Casebolt has been placed on administrative leave. In a statement, the police department said the video "raised concerns that are being investigated."
The girl said Casebolt told her to walk away but forced her down after "he thought we were saying rude stuff to him," according to an interview she gave to television station KDFW.
"He grabbed me, twisted my arm on my back and shoved me in the grass and started pulling the back of my braids," Dajerria Becton, 15, said. "I was telling him to get off me because my back was hurting bad."
"I understand how he was feeling, everybody surrounding him," she said. "I don't think he should have pulled a gun out on 15-year-old kids."
Brandon Brooks, the teen who recorded the video, told KDFW that tensions rose after a white woman and a black teenager had an altercation. He said the white woman told the teen "to go back to Section 8 housing," a reference to federal housing aid given to low-income families.
Brooks said the officer was "out of line" and that he felt compelled to keep filming when Casebolt pulled out his gun.
"At that point, my heart did drop and I was scared that someone was going to get shot and possibly killed," he said.
McKinney Mayor Brian Loughmiller said city officials plan to meet with community leaders. "We really need to come together as a community," the mayor said.
Most people were released, except for one man arrested for interference with the duties of a police officer and evading arrest, police said.

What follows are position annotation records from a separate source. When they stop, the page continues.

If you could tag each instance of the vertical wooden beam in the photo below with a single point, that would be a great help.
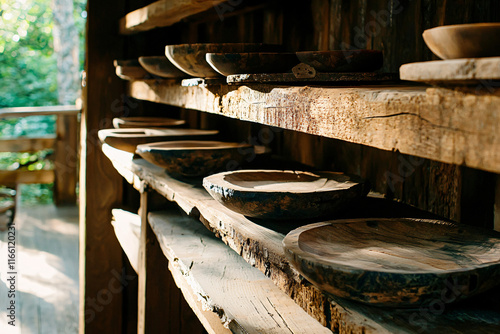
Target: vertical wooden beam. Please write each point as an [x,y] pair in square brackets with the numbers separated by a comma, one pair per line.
[159,299]
[101,276]
[66,159]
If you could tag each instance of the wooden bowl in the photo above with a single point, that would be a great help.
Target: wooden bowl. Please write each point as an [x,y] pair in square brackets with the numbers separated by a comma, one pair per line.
[396,262]
[190,58]
[130,70]
[343,61]
[464,40]
[161,66]
[194,158]
[275,194]
[128,139]
[254,62]
[146,122]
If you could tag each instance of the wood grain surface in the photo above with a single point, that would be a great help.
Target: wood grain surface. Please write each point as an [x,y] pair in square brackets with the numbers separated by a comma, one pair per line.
[243,297]
[163,13]
[128,139]
[478,71]
[260,244]
[396,262]
[284,195]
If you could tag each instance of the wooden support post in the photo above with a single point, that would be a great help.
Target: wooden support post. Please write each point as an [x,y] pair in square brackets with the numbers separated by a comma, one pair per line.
[159,300]
[66,159]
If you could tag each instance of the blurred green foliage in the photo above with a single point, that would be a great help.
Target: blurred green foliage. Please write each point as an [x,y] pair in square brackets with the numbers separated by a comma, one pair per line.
[28,77]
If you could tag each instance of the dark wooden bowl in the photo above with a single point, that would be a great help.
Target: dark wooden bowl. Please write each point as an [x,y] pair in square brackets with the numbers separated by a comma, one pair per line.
[161,66]
[190,58]
[130,69]
[194,158]
[396,262]
[128,139]
[275,194]
[464,40]
[146,122]
[254,62]
[343,61]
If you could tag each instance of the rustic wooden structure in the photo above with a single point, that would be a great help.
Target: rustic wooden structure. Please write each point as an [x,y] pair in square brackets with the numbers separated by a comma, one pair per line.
[435,149]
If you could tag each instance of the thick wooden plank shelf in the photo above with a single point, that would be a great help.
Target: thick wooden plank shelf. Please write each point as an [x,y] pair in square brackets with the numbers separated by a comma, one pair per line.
[456,126]
[162,14]
[127,227]
[260,244]
[27,144]
[243,297]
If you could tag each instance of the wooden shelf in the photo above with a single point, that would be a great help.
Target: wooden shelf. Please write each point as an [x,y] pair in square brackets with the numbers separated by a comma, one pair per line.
[260,244]
[163,13]
[453,126]
[39,111]
[245,300]
[127,227]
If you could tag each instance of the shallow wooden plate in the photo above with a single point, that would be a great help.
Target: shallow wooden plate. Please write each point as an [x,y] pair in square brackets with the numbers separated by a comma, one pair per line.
[195,158]
[146,122]
[464,40]
[343,60]
[190,58]
[252,62]
[161,66]
[396,262]
[275,194]
[128,139]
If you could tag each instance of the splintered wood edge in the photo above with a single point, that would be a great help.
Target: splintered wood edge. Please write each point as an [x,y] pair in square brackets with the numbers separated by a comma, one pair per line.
[270,260]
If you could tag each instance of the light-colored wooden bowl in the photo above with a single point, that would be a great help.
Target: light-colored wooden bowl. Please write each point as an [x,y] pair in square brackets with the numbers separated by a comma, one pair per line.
[275,194]
[146,122]
[161,66]
[396,262]
[190,58]
[464,40]
[195,158]
[252,62]
[128,139]
[343,60]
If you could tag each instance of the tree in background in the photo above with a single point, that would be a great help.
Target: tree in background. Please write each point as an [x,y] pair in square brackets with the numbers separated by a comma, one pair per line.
[39,43]
[41,57]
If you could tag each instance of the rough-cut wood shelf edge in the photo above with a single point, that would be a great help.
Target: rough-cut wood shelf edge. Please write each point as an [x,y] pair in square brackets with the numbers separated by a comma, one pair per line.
[27,144]
[39,111]
[456,126]
[162,14]
[262,248]
[245,300]
[127,228]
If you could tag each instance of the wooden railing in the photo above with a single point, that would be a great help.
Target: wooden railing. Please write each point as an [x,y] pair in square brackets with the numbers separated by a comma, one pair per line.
[65,157]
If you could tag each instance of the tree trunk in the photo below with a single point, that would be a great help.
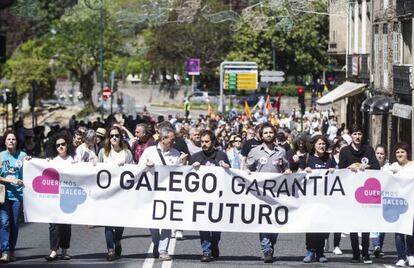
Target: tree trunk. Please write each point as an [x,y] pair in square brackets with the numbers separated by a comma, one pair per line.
[86,87]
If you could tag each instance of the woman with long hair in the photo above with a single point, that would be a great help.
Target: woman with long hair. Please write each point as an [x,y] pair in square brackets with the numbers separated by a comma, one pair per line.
[403,243]
[62,151]
[115,151]
[318,158]
[11,174]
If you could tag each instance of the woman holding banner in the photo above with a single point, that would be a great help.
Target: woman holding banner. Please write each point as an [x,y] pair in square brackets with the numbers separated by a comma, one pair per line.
[115,151]
[403,243]
[318,158]
[59,234]
[11,175]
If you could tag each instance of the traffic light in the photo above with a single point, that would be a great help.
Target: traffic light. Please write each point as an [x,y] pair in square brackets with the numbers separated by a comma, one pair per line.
[186,78]
[115,86]
[301,99]
[2,47]
[14,99]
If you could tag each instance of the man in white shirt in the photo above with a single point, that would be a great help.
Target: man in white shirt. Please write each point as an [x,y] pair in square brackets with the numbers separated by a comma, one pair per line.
[162,154]
[194,143]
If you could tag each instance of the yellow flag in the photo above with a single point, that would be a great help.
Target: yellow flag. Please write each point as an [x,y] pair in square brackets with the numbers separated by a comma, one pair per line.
[268,104]
[247,109]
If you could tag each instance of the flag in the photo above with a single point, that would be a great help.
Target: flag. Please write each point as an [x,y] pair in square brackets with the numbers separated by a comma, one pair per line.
[260,104]
[268,105]
[209,110]
[247,110]
[278,101]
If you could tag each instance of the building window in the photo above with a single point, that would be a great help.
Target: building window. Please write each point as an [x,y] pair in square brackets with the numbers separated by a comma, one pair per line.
[396,43]
[333,36]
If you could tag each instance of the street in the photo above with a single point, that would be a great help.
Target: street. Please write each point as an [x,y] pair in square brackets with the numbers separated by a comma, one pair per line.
[88,249]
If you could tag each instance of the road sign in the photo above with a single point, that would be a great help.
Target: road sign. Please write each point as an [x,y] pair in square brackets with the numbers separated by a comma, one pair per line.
[272,79]
[272,76]
[240,79]
[229,78]
[192,66]
[107,93]
[272,73]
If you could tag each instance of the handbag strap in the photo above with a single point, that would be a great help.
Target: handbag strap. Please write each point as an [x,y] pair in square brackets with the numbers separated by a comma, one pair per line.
[162,158]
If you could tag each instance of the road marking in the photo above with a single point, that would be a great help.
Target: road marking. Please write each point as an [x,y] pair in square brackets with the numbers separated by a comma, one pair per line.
[149,260]
[171,250]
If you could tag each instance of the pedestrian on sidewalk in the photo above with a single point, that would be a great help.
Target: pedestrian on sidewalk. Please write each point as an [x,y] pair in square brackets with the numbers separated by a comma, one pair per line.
[162,154]
[115,151]
[268,157]
[60,234]
[358,157]
[11,174]
[209,156]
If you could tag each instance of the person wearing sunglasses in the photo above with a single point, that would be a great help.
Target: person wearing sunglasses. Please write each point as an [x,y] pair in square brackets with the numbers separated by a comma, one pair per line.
[115,151]
[11,174]
[86,151]
[60,234]
[234,151]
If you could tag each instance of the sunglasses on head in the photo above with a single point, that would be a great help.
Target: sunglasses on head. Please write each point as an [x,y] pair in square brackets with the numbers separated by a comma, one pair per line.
[63,144]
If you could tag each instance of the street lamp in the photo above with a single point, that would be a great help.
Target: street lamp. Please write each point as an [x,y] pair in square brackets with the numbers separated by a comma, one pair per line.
[101,41]
[274,55]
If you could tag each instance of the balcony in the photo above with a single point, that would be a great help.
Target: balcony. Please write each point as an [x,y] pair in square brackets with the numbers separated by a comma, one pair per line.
[358,67]
[405,8]
[402,79]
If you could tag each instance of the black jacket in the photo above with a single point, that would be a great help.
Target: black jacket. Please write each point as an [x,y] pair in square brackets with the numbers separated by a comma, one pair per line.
[366,155]
[210,159]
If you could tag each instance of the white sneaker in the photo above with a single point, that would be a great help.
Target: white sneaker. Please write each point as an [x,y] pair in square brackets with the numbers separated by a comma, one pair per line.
[400,263]
[178,235]
[410,261]
[337,251]
[326,248]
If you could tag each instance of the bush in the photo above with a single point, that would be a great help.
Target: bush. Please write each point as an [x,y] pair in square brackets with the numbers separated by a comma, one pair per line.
[286,89]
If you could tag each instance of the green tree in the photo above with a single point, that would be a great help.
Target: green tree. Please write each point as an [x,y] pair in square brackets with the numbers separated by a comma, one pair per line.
[75,44]
[300,51]
[168,46]
[28,67]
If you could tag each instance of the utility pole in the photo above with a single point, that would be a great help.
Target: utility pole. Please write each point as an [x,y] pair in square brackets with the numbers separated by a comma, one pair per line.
[274,55]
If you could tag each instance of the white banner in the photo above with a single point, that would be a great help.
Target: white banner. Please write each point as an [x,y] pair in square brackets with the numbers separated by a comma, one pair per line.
[215,199]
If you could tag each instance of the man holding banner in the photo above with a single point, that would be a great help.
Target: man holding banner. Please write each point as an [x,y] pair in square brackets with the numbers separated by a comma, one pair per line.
[268,157]
[209,156]
[162,154]
[358,157]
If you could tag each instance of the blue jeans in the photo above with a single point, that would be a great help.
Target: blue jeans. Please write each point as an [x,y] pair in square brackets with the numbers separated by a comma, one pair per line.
[161,239]
[113,235]
[208,240]
[405,245]
[378,241]
[267,242]
[9,224]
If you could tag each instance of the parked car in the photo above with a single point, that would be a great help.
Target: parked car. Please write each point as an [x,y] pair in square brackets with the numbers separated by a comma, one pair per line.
[203,97]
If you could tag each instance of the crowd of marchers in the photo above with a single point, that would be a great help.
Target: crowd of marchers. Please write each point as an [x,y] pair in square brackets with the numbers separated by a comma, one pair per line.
[258,144]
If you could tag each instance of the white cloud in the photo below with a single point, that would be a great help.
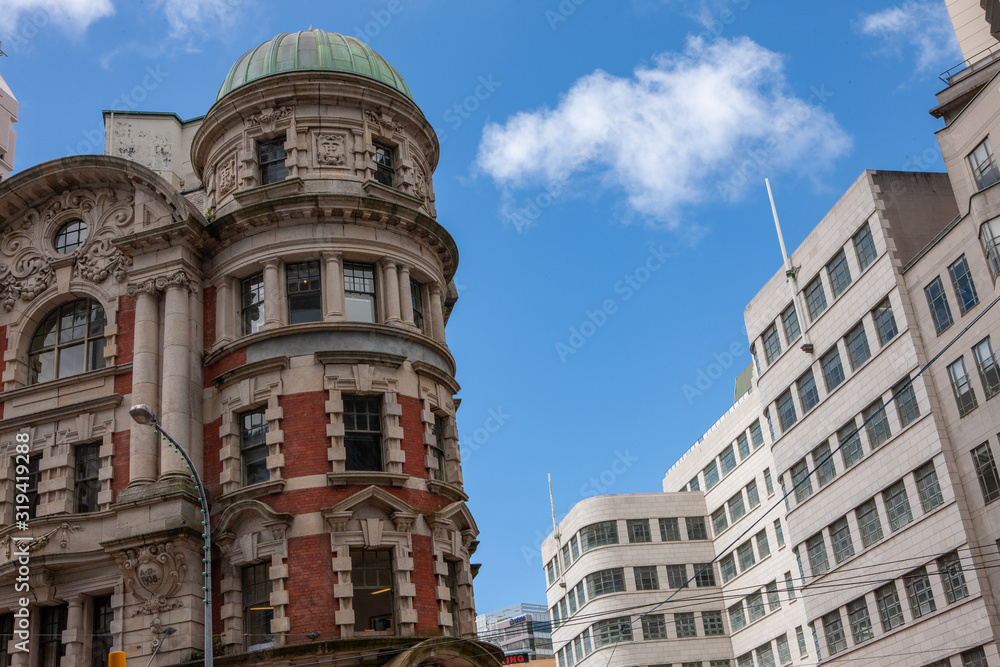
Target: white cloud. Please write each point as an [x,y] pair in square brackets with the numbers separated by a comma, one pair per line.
[692,127]
[72,15]
[919,29]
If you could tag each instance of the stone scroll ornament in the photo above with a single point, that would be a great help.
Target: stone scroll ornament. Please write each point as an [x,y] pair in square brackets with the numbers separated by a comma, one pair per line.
[153,573]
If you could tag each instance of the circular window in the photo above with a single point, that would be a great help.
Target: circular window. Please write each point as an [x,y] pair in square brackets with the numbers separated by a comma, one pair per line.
[70,237]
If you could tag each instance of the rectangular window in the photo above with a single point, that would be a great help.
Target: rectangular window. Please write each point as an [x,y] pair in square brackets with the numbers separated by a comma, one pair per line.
[257,609]
[670,530]
[786,411]
[728,567]
[840,535]
[876,424]
[983,165]
[986,362]
[928,486]
[736,508]
[745,555]
[961,386]
[253,447]
[705,575]
[937,301]
[271,157]
[897,505]
[359,292]
[918,589]
[808,394]
[801,481]
[88,482]
[638,531]
[850,444]
[965,288]
[305,298]
[772,344]
[952,577]
[363,432]
[438,453]
[728,460]
[869,523]
[711,475]
[696,527]
[864,245]
[889,609]
[737,617]
[906,402]
[815,298]
[719,521]
[833,628]
[840,273]
[605,582]
[252,312]
[756,436]
[986,471]
[101,638]
[861,622]
[826,469]
[417,302]
[833,369]
[599,535]
[384,164]
[676,576]
[654,627]
[858,351]
[790,322]
[646,579]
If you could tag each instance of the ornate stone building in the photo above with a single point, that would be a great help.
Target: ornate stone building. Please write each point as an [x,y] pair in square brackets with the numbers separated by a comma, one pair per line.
[272,280]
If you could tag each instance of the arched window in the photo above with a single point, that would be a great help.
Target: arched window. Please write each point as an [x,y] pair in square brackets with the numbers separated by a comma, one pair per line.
[69,341]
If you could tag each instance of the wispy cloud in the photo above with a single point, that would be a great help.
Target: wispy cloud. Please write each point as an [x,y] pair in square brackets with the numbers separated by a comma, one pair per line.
[672,133]
[919,30]
[70,15]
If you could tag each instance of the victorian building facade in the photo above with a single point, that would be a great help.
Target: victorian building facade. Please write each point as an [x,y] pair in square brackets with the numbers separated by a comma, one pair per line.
[271,279]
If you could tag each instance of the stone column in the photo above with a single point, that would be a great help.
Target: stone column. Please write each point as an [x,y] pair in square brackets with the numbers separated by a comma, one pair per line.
[435,318]
[406,301]
[176,417]
[392,291]
[143,448]
[272,294]
[334,286]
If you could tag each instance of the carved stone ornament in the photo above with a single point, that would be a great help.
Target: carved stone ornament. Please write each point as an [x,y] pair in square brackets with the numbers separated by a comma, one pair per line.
[330,149]
[153,573]
[26,257]
[267,118]
[160,283]
[383,120]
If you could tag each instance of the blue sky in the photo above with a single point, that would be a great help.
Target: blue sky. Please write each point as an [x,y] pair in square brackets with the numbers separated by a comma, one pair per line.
[602,173]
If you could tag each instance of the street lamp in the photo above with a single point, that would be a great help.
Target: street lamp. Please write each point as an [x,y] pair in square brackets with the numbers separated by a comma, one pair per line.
[143,414]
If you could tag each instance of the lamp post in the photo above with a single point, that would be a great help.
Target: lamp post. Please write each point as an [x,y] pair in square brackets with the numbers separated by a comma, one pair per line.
[143,414]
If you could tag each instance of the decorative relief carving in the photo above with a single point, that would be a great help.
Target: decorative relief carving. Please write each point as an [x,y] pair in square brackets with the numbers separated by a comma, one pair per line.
[160,283]
[330,149]
[153,573]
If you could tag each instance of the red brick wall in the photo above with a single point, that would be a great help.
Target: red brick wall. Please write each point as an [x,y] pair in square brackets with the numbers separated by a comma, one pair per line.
[413,437]
[126,329]
[120,462]
[311,605]
[425,581]
[208,316]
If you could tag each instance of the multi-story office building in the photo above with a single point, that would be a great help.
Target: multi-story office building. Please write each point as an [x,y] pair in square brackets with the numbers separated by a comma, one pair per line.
[272,280]
[851,493]
[521,630]
[8,137]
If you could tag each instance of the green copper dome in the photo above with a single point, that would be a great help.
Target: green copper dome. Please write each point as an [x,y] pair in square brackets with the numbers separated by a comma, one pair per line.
[311,50]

Casebolt was accused in a federal lawsuit of racial profiling and excessive force during a 2007 arrest. He and other officers arrested Albert Brown Jr., who authorities say was found with crack cocaine during a traffic stop. Brown, who is black, sued Casebolt and the officers, accusing them of forcibly searching him after pulling down his pants and slamming his head against a car hood. An attorney for Casebolt and the other officers denied Brown's accusations. The lawsuit was dismissed in 2009.